While Sterger contemplates her legal options, someone else lawyered up. This week comes a sleeper suit (not to be confused with the Barney Stinson variety) from two Jets’ massage therapists who had also reportedly complained about offensive come-ons by Favre, but kept a low profile during the Sterger investigation. There’s immoral and there’s illegal. This might be both, as the women claim they were fired as Jets contractors for complaining.
This suit could add a layer of peer review, if you will, to the Sterger proceedings. Unfortunately, those two women recruited Gloria Allred, which will make the coverage effortlessly grating.
Nonetheless, the freelance masseuses have some cover. Favre’s douchebaggery was exposed and publicized, but not at their behest. (Once again, “thanks,” Deadspin.) After the NFL balked at any meaningful discipline, they decided to move forward.
As CBS News Legal Analyst Jack Ford said, “It has to be more than boorish conduct, otherwise every guy with a bad pickup line in a bar is going to get sued here… It has to be conduct that offends the reasonable sensibilities of some person. So the question is, if they continue, are they going to try to weave Jenn Sterger’s claims in some fashion to illustrate what they say was Brett Favre’s bad behavior?”
We’ll see, but it seems like going to the courts is a smart move for them since the NFL wouldn’t even look at their texts from Favre.
The Favre debacle is the latest example of how poorly most major sports are run. The NBA is the best-managed organization in professional sports. The commissioner’s office is efficient, deliberate, and articulate. As I referenced in advocating fines for Congressional ethics violations, if you screw up in the NBA, you get hit with a fine the next business day. That’s been the case for 15 or 20 years now.
Other organizations leave something to be desired. The MLB is almost geologically slow. In administrating the World Cup, FIFA is so corrupt it resembles Afghanistan. The NCAA institutionalizes nonsensical competition (the BCS) because it’s run by, or at the mercy of, a bunch of provincial cartels that makes up conferences who refuse to re-align or amend anything logically so as not to lose control of their absurd revenue streams. The NHL is actually alright, but it’s low popularity affords it little room for idiocy, if you don’t count hockey fights.
And then of course there is the NFL, administrated by a bunch of backwards good ‘ol boys, so intent on maintaining their slot as America’s most popular sport that they won’t make basic infrastructual changes that would bring their ethical and safety standards into line with America, circa 1987.
So then, what to do now?
If you’re an NFL star, keep on keepin’ on, and use Brett Favre’s reaction as a schematic for evasion and stonewalling of the league’s authority.

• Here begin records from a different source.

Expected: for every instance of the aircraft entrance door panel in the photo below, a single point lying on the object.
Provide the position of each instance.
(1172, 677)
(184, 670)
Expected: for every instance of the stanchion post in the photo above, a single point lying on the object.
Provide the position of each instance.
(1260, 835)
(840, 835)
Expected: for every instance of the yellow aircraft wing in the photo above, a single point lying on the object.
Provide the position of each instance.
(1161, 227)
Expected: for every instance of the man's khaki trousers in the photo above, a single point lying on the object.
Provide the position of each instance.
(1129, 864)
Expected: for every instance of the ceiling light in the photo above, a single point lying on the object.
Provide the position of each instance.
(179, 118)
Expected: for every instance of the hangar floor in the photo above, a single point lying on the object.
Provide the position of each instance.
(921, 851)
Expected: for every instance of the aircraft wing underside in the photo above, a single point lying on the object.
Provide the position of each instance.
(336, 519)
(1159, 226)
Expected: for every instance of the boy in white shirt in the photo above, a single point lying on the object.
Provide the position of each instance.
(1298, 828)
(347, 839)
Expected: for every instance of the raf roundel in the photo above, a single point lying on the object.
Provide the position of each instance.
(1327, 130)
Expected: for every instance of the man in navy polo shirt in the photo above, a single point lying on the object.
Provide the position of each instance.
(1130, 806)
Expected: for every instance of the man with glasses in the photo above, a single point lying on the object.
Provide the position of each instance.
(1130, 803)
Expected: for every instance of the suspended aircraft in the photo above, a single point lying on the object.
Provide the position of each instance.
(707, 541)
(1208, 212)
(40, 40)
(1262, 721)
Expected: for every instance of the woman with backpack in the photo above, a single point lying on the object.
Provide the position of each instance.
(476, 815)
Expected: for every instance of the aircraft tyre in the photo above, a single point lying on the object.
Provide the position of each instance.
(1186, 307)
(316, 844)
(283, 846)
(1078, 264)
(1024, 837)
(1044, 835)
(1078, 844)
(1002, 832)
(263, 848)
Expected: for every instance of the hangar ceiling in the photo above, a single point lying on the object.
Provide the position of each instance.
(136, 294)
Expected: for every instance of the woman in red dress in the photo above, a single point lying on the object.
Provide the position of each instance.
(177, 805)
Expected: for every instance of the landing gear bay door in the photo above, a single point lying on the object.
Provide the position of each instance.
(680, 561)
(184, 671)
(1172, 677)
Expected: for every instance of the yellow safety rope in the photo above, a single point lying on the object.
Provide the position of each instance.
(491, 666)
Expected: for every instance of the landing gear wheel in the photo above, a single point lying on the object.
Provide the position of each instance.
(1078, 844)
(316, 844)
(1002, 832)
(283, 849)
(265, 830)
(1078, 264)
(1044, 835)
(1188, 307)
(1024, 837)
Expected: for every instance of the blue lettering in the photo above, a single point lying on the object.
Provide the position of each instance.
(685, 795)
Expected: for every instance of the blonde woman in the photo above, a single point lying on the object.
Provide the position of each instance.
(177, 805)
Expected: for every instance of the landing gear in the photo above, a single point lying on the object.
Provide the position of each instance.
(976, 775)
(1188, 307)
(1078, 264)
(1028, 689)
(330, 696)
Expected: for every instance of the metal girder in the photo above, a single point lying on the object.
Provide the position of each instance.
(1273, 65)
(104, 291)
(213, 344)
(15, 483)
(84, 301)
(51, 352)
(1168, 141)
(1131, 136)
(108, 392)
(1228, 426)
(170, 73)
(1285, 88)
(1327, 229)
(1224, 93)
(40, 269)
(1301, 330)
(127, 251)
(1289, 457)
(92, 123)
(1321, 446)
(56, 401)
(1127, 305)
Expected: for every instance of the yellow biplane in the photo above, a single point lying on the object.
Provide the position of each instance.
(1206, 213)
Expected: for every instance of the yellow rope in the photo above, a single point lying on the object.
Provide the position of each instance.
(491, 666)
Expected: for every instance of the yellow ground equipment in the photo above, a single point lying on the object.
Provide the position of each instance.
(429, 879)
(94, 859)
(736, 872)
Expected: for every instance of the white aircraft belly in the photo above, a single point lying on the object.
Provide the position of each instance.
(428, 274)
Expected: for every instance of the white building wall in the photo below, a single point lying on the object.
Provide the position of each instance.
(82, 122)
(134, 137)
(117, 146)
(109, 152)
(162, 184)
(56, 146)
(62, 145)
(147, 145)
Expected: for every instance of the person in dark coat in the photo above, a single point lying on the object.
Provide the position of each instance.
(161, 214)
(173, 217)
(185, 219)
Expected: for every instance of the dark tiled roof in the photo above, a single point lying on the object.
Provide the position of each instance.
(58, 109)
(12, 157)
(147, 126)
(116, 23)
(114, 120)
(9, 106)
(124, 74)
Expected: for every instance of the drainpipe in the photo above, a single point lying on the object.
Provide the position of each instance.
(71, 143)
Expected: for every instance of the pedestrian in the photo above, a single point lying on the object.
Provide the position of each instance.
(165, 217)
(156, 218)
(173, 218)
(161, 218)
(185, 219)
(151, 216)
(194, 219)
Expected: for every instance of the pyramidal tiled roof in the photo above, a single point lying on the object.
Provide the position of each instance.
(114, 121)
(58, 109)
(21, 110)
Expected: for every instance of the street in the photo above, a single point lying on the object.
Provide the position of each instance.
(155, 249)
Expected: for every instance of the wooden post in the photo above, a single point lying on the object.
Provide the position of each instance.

If you’re a female NFL employee and a player acts inappropriate towards you, make sure you have at least five security cameras and four witnesses.
If you’re Jenn Sterger, in order to get your point across, maybe now is the time to sit down with Meredith Vieira on Today. And, perhaps have your lawyer release more materials to the public.
If you’re Barack Obama (didn’t think I’d be able to get him into this piece did you?), and you already made a bizarre call to the Eagles to praise Michael Vick, maybe you can buzz Goodell and chew him out over Favre, too?